Levar abastecimento de água potável e coleta e tratamento de esgoto para toda a população brasileira vai além do aspecto social, como garantir qualidade de vida, saúde e preservação ambiental. O saneamento básico também pode trazer benefícios econômicos para o país. Se o Brasil passar a atender a totalidade de sua população ao longo dos próximos 20 anos com saneamento básico, isso pode render ao país mais de R$ 1,4 trilhão em benefícios socioeconômicos.

O novo marco do saneamento e o setor privado

O novo marco legal do saneamento básico, Lei nº 14.026/2020, substituiu a legislação anterior com o objetivo de acelerar a universalização do tratamento de água e esgoto e alavancar investimentos no setor, uma vez que seu pilar é a descentralização da prestação dos serviços, a partir da entrada da iniciativa privada, como um dos caminhos para a solução do problema.

Desde a sua promulgação, já foi gerado mais de R$ 72,2 bilhões em investimentos para o setor, segundo informações do Ministério do Desenvolvimento Regional (MDR). Em menos de dois anos, foram garantidos recursos com a realização de nove leilões de concessão de serviços sob as regras da nova legislação.

Ao todo, 19,3 milhões de pessoas foram beneficiadas em 212 municípios com as licitações, que ocorreram nos estados de Alagoas, Espírito Santo, Mato Grosso do Sul, Amapá, Rio de Janeiro.

Já no âmbito municipal, a Abcon (associação das operadoras privadas do setor) prevê pelo menos 14 licitações em andamento e que podem sair este ano, com previsão de ao menos R$ 740 milhões de novos investimentos.

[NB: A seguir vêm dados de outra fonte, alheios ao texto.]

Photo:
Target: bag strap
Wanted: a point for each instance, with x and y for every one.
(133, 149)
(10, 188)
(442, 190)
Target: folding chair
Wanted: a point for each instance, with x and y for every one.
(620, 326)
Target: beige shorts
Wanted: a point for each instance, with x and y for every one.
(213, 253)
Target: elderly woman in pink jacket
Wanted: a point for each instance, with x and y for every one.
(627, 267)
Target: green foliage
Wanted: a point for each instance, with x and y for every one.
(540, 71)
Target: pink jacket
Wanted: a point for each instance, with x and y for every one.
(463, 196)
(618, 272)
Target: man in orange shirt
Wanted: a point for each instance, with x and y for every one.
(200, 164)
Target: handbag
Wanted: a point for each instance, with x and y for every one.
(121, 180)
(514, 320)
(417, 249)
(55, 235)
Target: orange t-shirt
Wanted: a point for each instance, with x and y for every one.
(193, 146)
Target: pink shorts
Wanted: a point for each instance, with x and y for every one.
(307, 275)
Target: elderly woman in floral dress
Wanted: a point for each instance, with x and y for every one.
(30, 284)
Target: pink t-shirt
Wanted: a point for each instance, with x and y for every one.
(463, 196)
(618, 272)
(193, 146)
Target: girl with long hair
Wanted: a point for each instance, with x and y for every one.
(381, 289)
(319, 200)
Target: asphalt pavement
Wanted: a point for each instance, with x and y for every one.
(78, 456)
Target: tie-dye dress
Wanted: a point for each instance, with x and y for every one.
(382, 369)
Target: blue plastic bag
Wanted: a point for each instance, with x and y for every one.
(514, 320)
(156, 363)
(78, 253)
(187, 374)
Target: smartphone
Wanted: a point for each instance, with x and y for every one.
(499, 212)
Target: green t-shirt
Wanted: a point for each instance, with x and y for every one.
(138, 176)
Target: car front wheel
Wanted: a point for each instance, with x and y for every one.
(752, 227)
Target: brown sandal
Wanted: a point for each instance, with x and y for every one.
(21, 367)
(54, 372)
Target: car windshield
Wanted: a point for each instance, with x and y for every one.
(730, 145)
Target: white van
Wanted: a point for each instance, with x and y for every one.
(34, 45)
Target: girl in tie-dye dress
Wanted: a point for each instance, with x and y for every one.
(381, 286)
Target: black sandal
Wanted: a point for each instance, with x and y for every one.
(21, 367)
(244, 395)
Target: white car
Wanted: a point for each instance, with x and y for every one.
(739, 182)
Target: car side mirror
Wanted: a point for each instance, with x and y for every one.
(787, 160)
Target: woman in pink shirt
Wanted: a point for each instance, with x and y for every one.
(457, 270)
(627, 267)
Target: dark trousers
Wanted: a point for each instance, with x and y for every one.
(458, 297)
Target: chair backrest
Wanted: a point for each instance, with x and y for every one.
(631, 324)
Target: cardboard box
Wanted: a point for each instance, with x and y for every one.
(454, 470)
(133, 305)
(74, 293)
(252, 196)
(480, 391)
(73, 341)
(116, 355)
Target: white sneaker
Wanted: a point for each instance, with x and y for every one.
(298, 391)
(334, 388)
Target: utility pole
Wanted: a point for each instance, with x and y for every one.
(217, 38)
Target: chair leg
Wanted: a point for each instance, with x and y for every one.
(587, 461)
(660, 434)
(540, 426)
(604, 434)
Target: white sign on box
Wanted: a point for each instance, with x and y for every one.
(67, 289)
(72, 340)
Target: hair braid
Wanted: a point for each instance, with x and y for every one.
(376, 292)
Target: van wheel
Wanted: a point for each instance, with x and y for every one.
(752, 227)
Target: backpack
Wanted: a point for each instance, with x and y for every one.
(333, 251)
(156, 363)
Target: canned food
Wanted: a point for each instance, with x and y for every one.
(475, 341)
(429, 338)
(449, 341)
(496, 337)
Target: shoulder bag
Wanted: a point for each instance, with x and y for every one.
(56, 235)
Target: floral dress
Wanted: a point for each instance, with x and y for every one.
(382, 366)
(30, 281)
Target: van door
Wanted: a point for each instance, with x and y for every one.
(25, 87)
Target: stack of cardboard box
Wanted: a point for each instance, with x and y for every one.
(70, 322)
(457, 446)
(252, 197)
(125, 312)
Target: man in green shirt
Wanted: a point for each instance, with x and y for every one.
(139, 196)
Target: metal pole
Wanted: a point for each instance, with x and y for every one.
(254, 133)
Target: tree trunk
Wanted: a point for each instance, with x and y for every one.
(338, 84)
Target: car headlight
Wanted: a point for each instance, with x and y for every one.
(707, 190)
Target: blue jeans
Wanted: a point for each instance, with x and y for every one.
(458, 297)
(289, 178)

No mês de abril, entretanto, a modernização do setor foi colocada em xeque após uma canetada presidencial que impôs um freio à participação da iniciativa privada. Um decreto assinado pelo presidente Lula – derrubado dias depois pelo Plenário da Câmara – permitiu que empresas estatais prestem serviços de saneamento sem licitação com os municípios em região metropolitana, aglomeração urbana ou microrregião. Além do retrocesso de se colocar em risco a meta de, até 2033, levar água potável a 99% da população e tratamento de esgoto a 90%, o decreto ultrapassa os limites da legislação aprovada pelo Congresso três anos antes e gera insegurança jurídica, afetando novos projetos de investimento.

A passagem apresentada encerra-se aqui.